Scroll to the bottom and click Apply, then click the Browse in window button. This launches the LDAP Repository Browser. If successful, you can browse the directory.

Hint

If you received an error, please check the credentials entered and connectivity on the chosen port.

Phase 3: Group Mapping and Transport

1. Map the Groups

You must map the groups created on the Domain Controller to the pre-defined group names in AuthControl Sentry.

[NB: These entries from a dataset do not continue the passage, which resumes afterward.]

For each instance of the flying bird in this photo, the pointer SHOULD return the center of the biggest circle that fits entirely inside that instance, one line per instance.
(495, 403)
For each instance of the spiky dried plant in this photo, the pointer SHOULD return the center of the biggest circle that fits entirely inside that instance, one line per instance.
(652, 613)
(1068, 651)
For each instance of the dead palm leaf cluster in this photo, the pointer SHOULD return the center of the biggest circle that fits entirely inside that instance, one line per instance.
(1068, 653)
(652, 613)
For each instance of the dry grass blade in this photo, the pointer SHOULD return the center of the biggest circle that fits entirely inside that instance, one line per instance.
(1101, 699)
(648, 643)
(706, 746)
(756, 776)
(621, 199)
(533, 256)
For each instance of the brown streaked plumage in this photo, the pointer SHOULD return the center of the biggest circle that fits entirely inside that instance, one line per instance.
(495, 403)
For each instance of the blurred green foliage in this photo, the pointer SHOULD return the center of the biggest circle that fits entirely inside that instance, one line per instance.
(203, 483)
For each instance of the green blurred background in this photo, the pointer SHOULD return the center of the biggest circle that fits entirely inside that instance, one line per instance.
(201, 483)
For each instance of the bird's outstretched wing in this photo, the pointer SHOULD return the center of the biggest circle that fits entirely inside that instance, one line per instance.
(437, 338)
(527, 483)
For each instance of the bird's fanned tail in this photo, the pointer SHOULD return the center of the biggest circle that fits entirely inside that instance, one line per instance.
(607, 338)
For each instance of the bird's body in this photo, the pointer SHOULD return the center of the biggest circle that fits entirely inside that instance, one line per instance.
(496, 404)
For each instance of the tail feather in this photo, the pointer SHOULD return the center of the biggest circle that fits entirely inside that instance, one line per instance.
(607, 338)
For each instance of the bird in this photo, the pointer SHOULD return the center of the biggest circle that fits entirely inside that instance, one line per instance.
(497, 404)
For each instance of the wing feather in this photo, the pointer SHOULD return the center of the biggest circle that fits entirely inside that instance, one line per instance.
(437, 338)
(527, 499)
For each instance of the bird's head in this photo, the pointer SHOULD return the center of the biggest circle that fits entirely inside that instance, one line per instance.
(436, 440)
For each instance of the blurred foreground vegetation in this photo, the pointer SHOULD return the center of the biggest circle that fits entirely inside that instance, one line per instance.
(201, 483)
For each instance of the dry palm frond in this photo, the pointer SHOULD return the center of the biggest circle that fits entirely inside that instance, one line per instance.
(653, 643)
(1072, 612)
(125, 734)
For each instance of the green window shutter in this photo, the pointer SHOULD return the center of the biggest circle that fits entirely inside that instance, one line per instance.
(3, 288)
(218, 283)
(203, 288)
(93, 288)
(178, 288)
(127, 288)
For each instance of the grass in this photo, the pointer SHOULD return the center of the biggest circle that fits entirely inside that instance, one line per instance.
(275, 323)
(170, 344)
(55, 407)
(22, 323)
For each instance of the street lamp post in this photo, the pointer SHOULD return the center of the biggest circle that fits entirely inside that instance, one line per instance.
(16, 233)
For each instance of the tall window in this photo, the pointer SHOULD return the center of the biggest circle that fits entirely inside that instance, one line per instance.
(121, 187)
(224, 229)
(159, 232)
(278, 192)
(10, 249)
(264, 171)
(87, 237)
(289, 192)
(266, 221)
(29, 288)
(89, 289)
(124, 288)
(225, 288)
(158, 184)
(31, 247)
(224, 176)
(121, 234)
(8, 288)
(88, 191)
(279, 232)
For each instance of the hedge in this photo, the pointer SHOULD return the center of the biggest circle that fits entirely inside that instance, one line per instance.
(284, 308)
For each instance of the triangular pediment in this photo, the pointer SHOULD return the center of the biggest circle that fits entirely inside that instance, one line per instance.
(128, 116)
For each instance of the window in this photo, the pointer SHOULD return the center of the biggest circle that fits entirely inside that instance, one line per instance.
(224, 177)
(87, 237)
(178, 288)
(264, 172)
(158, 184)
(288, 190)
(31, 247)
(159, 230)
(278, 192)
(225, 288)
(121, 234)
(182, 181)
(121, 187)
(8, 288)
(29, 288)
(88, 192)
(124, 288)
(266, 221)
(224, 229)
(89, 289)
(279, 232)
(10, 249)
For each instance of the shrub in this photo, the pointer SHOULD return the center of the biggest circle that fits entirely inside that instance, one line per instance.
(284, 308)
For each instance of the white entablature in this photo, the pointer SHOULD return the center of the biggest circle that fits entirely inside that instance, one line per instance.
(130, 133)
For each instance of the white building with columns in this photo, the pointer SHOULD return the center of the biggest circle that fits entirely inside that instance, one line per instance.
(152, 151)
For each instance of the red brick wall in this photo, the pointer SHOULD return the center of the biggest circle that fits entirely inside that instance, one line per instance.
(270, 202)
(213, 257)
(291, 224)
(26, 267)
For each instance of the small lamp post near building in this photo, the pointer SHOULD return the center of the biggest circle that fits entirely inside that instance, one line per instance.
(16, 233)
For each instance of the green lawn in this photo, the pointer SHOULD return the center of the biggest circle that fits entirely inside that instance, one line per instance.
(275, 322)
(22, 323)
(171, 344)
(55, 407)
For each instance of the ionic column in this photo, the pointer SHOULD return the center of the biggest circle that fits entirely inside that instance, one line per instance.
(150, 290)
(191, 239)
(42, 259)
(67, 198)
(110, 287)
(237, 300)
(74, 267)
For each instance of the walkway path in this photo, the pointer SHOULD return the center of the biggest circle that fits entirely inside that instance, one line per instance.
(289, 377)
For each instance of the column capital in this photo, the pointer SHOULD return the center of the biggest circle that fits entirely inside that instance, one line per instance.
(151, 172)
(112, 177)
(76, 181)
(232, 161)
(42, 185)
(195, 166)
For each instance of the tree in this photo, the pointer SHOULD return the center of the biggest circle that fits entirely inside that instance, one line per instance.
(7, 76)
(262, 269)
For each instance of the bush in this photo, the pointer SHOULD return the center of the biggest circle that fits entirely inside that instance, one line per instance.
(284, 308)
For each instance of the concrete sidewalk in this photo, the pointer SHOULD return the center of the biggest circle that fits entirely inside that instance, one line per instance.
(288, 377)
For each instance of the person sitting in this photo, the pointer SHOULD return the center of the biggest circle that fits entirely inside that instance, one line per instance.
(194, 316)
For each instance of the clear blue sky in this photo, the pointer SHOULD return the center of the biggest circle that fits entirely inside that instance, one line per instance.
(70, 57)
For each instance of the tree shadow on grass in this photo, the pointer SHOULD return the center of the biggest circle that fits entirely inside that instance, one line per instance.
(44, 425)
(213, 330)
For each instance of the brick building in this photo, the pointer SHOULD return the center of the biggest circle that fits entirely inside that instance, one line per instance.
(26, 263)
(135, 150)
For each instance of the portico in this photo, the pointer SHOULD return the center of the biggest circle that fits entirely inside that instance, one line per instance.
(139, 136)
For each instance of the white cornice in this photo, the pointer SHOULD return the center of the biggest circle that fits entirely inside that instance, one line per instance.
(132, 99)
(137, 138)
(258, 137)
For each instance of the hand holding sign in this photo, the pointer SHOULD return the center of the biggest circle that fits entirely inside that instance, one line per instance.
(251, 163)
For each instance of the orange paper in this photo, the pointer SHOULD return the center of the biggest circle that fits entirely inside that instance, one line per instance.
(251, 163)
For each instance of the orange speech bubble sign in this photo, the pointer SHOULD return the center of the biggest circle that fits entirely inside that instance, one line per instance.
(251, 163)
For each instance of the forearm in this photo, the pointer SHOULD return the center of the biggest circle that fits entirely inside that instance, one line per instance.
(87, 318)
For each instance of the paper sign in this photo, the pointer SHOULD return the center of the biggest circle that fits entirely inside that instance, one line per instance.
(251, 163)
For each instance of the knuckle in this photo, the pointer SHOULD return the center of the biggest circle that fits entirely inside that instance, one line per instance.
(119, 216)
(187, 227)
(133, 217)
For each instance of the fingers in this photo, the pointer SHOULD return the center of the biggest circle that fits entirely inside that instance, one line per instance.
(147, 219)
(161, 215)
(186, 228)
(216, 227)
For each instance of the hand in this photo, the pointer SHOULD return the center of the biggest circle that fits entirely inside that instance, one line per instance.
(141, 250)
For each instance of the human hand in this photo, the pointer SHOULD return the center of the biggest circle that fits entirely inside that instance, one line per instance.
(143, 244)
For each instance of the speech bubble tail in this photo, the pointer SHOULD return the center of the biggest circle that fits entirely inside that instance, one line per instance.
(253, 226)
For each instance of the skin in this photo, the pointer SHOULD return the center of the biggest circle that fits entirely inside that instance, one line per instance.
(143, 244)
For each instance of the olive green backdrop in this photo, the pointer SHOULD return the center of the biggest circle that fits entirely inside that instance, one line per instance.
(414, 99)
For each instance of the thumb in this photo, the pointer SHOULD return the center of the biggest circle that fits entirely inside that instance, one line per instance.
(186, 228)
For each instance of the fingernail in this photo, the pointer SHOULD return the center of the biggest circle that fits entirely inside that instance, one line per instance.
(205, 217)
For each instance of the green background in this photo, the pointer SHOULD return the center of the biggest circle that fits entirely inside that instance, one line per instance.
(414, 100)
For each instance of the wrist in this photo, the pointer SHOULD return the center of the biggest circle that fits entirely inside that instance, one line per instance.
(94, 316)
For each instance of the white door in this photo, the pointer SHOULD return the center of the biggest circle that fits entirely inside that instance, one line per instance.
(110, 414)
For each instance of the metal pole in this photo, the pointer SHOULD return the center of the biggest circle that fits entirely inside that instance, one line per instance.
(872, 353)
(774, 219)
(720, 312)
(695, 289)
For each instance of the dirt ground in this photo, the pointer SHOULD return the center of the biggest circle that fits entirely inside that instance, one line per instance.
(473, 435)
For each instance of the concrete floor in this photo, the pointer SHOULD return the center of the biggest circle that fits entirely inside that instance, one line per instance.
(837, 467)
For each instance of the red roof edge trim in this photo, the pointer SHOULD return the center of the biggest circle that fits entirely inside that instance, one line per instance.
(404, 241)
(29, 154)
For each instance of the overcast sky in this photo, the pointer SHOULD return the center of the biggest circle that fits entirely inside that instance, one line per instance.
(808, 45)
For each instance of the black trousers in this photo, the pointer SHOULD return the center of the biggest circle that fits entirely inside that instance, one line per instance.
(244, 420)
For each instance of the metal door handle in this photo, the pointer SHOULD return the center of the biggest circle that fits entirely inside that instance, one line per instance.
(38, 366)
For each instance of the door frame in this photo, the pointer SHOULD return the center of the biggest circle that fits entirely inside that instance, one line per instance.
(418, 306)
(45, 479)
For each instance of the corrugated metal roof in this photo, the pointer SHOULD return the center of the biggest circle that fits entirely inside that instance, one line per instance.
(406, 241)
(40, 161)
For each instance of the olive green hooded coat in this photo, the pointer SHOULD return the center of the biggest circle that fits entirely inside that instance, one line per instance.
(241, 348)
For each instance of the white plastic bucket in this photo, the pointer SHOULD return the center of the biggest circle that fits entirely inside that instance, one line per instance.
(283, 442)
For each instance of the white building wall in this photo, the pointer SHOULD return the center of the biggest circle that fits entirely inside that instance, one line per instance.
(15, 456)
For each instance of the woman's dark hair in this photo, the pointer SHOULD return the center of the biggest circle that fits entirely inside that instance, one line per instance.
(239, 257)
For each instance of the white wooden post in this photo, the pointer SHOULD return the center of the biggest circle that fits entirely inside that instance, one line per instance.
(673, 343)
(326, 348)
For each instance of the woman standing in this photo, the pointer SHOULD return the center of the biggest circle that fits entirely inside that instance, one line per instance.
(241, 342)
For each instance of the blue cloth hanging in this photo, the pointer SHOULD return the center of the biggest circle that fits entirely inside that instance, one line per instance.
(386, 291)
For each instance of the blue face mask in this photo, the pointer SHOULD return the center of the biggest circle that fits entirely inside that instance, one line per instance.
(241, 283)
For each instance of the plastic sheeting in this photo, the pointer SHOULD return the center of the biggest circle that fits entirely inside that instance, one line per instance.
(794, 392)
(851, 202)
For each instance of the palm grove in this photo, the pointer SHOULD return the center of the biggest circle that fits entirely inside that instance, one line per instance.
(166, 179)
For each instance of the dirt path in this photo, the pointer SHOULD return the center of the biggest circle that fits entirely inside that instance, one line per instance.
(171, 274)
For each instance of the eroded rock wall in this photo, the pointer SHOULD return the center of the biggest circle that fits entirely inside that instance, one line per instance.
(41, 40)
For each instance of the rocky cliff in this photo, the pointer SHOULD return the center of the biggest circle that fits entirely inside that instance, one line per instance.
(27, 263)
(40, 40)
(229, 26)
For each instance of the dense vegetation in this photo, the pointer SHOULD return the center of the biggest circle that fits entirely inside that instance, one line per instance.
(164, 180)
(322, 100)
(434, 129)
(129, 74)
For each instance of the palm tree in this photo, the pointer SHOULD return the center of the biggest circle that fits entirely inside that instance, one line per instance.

  1. Click Repository -> Groups.

  2. Locate the group section you wish to map (e.g., SwivelImage).

  3. Click the Browse button next to your repository name.

  4. Browse to the group you created in AD and click Select.

_images/2020-05-05_11-31-59.gif

The Distinguished Name (DN) will populate the field. Repeat this for all relevant groups.

_images/2020-05-05_11-38-09.gif

2. Configure Messaging Attributes

To send PINs or emails, Swivel must know which AD attributes contain contact details.

  1. Go to Messaging -> Attributes.

  2. Map the fields: * email: mail * mobile: mobile (or telephoneNumber).

3. Configure Messaging Groups

See Messaging for further information on how to map groups to Messaging transports.

Phase 4: Synchronisation

1. Perform a Test Sync

Warning

If you have setup Messaging transport, this step could cause users to receive emails or security strings. Test with test users first.

  1. Click User Administration.

  2. Select your repository from the drop-down.

  3. Click User Sync.

_images/2020-05-05_13-07-51.png

2. Setup Scheduled Sync

If the test is successful, configure automatic synchronisation.

  1. Go to Repository -> <Your Repository>.

  2. Set the Synchronisation Schedule (Recommended: Once per hour).

  3. Click Apply.

_images/2020-05-05_13-16-46.png

Warning

If using High Availability (HA), each AuthControl Sentry appliance must synchronise at different times.

Advanced Architecture

High Availability (HA) Configuration

If running multiple Swivel instances: 1. Sync Timing: Ensure synchronisation occurs at different times on each instance (e.g., Primary at XX:00, Standby at XX:30) to prevent LDAP contention. 2. Credentials: Under Transport -> General, set Resend credentials if destination changes to No to prevent duplicate PINs.

Trusted Domains & Global Catalog

Standard LDAP (Port 389) cannot see users in child domains or trusted forests if the group membership crosses domain boundaries.

Solution: Use the Global Catalog. 1. Change the Repository Port to 3268 (or 3269 for SSL). 2. Point the Hostname to a Global Catalog server.

Troubleshooting

Diagnostic Tools

  • LDAP Browser: Use the “Browse in window” button in Repository settings to verify visibility.

  • Telnet: Check network connectivity via the command line: telnet <AD_Server_IP> 389.

Common Error Messages

“Repository… cannot be added… possibly already exists” You are trying to create a repository name that was used previously. Rename the repository.

“AcceptSecurityContext error, data 52e” Invalid Credentials. The service account password is wrong or expired.

“AcceptSecurityContext error, data 525” User not found. The service account username does not exist.

“LDAP: error code 49” General authentication failure. Check if the service account is locked or disabled.

“No value for username attribute sAMAccountName” A user exists in the AD Group but is in a Trusted Domain Swivel cannot access. Switch to Global Catalog (Port 3268).

“Membership of multiple alert transport group is not permitted” A user is a member of two different groups assigned to a Transport. Remove the user from one of the groups.

“Sending alert to user… failed” The user has no email/phone in AD, or the Transport Attribute map is incorrect.